In 1959, he worked for Chicago’s United Press International and later move to the Indianapolis Bureau. From there, Ted set sail for Hawaii where he joined the Honolulu Advertiser in 1961 as general assignment reporter, and later transferred to the Honolulu Star-Bulletin. He worked on special assignment for United Press International while in Hawaii covering the summer Olympic team in Tokyo and winter Olympics in Innsbruck 1964. Afterward, he ran his own freelance agency in Hawaii in the famed Treehouse at International Market Place, Waikiki. His career path led him to employment in Hong Kong as Associate Editor of Asian Business and Industry Magazine.
Ted was the first member of the Western press corps to enter the Citadel Proper (near Hue) on Sept. 16, 1972, where he photographed the initial raising of the colors of the Republic of Vietnam over the Main Gate of the Citadel at Quang Tri, which was considered the Iwo Jima for the Vietnam War.

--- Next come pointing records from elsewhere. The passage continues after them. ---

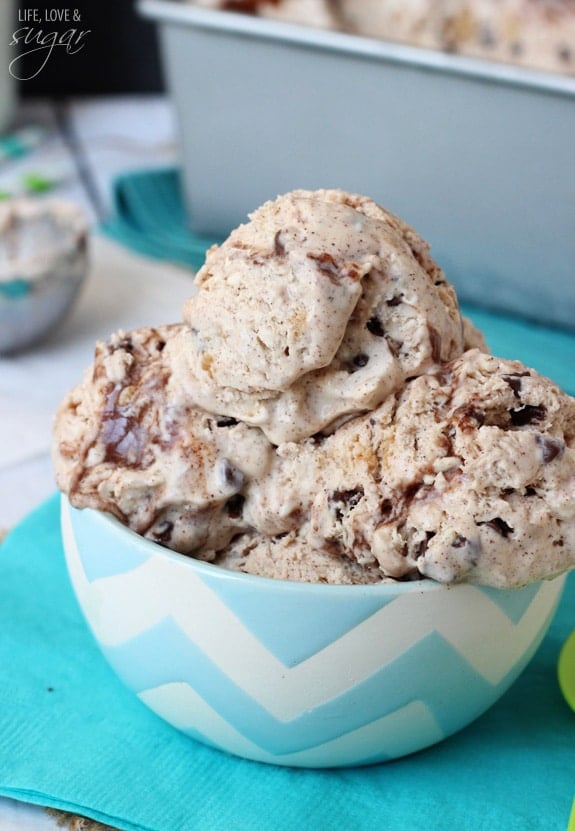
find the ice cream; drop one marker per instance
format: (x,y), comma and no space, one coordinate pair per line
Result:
(315,310)
(324,414)
(466,474)
(537,34)
(171,473)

The U.S. Marine Corps gave him a commendation acknowledging “personal courage, unlimited ability and noteworthy dedication to the fundamental concept of full and accurate press coverage of the event.”
After Vietnam, he joined the Dallas Morning News, where he developed a great interest of China (PRC). He began interpreting whatever events could be seen through that country’s “bamboo keyhole.” And in 1976, he had the opportunity to visit the PRC as one of only three American-based journalists invited to report on the semi-annual Kwangechow Export Commodities Fair. The six-part series attracted the attention of China watchers in the USA and overseas.
In the late ’70s, he managed worldwide communications for Rockwell International based in Dallas, Texas.
He returned to Hawaii in the early ’80s and continued his life of writing and sailing. In 1990, he and his wife, Rita Mae, semi-retired to Seaside, Oregon, where they opened Rita Mae’s Great Little Bed & Breakfast and Rita Mae’s Great Little Wine Haus & Deli Pub. In 1993, they fully retired to Green Valley, Arizona.
Ted’s passion for the sea led to a peregrination around the world. In Hawaii, he pursued his mariner passions with membership in Kaneohe Yacht Club. His boats, Harmattan II and Summer notched many cup victories. He shared his love of the sea with his family. While Ted was an aficionado of all sports, the Chicago Cubs were his favorite and their winning of the 2016 World Series was a dream come true.
Ted lived life large. Artist, cartoonist, poet, golfer, Life Master bridge player, were a few of the hats he wore. He filled his life with the talent he was given to the fullest.
Ted is survived by his wife of 38 years, Rita Mae; son David Kurrus; daughter Kimberly Kurrus (grandchildren Jamie and Aaron); son Alexander (wife Stephanie) Kurrus (grandchildren Matthew, Steven, Chase, Alexis, Austin); daughter Kristina (husband Chris) Pagnotta (grandchildren Zachary and Nicholas); stepson Christopher (wife Maria) Spelleri (grandchildren Robert and Anna).
Preceded in death by two brothers, Jack “Butch” Jenkins and Thomas Kurrus. Survived by his brother, Theo (wife Susan) Kurrus, New Smyrna Beach, Florida; and sister, Jo Ann Kurrus-Emory, Houston, Texas.
A private Mass will be held at Our Lady of the Valley in Green Valley. Donations in Ted’s memory may be made to St. Jude’s Hospital, Hawaii Special Olympics or Green Valley Fire District.